“2 morts en moins de 2 mois“ : un lycée d'Aubervilliers dénonce la ”violence quotidienne” subie par ses élèves

Le lycée professionnel d'Alembert, à Aubervilliers en Seine-Saint-Denis (illustration). / © Google Street View
Le lycée professionnel d'Alembert, à Aubervilliers en Seine-Saint-Denis (illustration). / © Google Street View

Après la mort de deux élèves du lycée professionnel d'Alembert, à Aubervilliers en Seine-Saint-Denis, parents et enseignants restent mobilisés. Dans une lettre, les personnels de l’établissement dénoncent la « violence extrême » dont les jeunes « sont les premières victimes ».

Par Pierre de Baudouin / France 3 PIDF

Kewi Yikilmaz avait 15 ans, Djadje Traoré à peine quatre de plus. Ces jeunes, tous deux élèves au lycée professionnel d'Alembert à Aubervilliers, ont perdu la vie suite à des agressions : le premier poignardé aux Lilas en marge d'un cours d'EPS, sur fond de rivalités entre quartiers le 4 octobre dernier, le second décédé des suites de ses blessures ce weekend, après avoir été également poignardé, en bas de son domicile à Saint-Ouen. Si rien ne lie a priori les deux affaires, ces drames révoltent les parents et les enseignants.
Droit de retrait, rassemblements devant l’établissement, dont l’un encore jeudi soir… Les personnels du lycée ont entre autres envoyé une lettre saisissante à l’intention du rectorat de l’académie de Créteil, datée de mardi.

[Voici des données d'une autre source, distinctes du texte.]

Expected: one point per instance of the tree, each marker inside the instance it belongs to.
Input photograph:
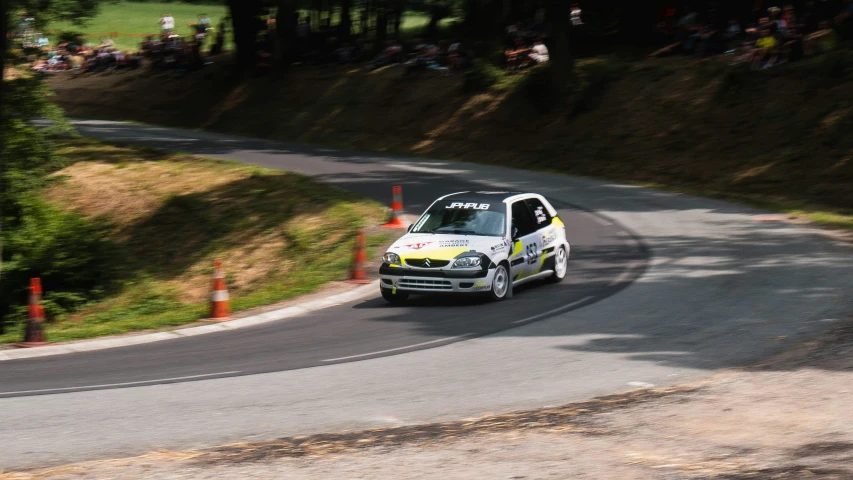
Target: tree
(245, 18)
(560, 56)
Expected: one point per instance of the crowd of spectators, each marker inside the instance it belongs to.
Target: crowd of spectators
(525, 40)
(781, 35)
(86, 58)
(168, 50)
(448, 57)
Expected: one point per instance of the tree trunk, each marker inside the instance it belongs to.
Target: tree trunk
(244, 17)
(286, 23)
(381, 25)
(438, 12)
(4, 24)
(398, 17)
(559, 13)
(345, 28)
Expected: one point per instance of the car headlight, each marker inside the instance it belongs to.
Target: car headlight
(467, 262)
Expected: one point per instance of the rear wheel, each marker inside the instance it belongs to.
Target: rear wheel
(501, 284)
(394, 298)
(561, 265)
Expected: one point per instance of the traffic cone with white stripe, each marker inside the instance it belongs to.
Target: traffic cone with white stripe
(357, 275)
(396, 209)
(220, 308)
(34, 335)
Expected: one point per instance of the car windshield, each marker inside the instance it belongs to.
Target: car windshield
(463, 218)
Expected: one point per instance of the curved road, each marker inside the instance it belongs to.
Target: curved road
(713, 289)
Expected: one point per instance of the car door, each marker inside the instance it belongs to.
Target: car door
(527, 242)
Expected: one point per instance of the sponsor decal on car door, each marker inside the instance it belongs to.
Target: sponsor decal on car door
(527, 246)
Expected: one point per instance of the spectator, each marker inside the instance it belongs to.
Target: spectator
(539, 52)
(822, 41)
(792, 48)
(515, 56)
(219, 42)
(106, 42)
(779, 26)
(576, 15)
(810, 18)
(733, 32)
(167, 24)
(766, 49)
(393, 53)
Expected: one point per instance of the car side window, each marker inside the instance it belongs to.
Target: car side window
(540, 214)
(522, 220)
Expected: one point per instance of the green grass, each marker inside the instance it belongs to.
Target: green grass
(279, 235)
(142, 18)
(139, 18)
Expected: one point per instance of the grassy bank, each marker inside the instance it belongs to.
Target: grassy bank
(167, 217)
(142, 18)
(776, 138)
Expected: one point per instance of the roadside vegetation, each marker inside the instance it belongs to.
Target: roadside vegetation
(125, 238)
(775, 138)
(136, 19)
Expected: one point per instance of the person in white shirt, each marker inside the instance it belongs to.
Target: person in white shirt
(167, 23)
(539, 52)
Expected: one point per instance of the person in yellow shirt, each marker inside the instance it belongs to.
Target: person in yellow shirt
(766, 49)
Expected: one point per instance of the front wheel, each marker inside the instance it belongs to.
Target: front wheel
(394, 298)
(561, 265)
(501, 284)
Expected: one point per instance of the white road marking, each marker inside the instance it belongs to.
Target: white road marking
(398, 348)
(123, 384)
(549, 312)
(641, 384)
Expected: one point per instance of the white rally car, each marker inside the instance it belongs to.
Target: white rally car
(477, 242)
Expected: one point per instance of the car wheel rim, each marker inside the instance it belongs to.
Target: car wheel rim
(501, 282)
(561, 264)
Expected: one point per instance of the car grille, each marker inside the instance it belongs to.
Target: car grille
(419, 262)
(425, 284)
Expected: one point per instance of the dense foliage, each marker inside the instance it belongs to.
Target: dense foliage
(65, 250)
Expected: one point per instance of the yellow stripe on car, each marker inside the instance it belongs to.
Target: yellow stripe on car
(436, 253)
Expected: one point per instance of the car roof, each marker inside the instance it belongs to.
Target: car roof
(482, 196)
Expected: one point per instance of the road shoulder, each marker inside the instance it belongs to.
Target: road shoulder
(781, 418)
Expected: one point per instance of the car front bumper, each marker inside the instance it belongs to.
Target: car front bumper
(436, 281)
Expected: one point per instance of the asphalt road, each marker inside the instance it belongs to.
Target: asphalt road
(604, 259)
(711, 289)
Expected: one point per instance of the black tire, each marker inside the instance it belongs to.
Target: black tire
(394, 298)
(559, 274)
(501, 284)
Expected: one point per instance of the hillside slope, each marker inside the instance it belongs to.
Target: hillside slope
(776, 137)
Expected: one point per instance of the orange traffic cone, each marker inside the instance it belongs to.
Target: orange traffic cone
(359, 257)
(396, 209)
(220, 308)
(34, 336)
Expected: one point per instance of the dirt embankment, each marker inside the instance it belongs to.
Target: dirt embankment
(777, 136)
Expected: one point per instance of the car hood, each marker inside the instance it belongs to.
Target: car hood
(446, 247)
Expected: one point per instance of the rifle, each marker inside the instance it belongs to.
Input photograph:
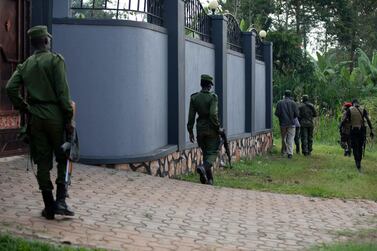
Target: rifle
(71, 149)
(226, 146)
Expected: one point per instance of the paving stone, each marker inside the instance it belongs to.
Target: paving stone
(121, 210)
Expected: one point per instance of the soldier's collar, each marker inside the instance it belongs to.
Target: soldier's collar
(40, 51)
(206, 91)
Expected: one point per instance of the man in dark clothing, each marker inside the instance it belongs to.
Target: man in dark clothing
(357, 115)
(345, 131)
(307, 113)
(287, 112)
(204, 103)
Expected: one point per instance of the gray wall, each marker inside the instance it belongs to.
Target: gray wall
(118, 76)
(236, 93)
(260, 97)
(200, 59)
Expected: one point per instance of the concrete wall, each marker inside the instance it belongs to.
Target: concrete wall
(200, 59)
(236, 93)
(118, 76)
(260, 97)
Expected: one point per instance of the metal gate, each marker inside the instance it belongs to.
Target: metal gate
(14, 20)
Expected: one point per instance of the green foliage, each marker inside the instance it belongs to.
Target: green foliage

Ils y dénoncent deux morts « insupportables, inconcevables », qui ne sont d’après eux « que les versants les plus dramatiques de la violence quotidienne que subissent nos élèves » : « Jour après jour, nous recevons le récit d’agressions, de menaces, de violences dont ils sont les victimes ».

« Une violence extrême dont les premières victimes sont nos élèves »

« Comment accepter l’inacceptable, gérer notre chagrin, celui de nos élèves ? Comment continuer à exercer nos missions quand nous faisons face, quotidiennement, à une violence extrême dont les premières victimes sont nos élèves ? », questionne le courrier. Les personnels listent ensuite une vingtaine d'agressions survenues « rien qu'en 2019 ».
Sont ainsi évoqués (entre autres) l’histoire d’un « élève agressé devant l’établissement et trainé de force vers un bâtiment de la cité en face parce qu’il habite une autre commune » ; celle d’un jeune « qui s’est retrouvé à 15h45, en se rendant au RER pour rentrer chez lui, menacé par un couteau, descendu dans une cave et dépouillé de ses affaires » ; et l’agression d’un élève « qui s’est retrouvé inconscient sur la chaussée, le visage baignant dans le sang car un de ses camarades venait de lui frapper la tête contre une rambarde ».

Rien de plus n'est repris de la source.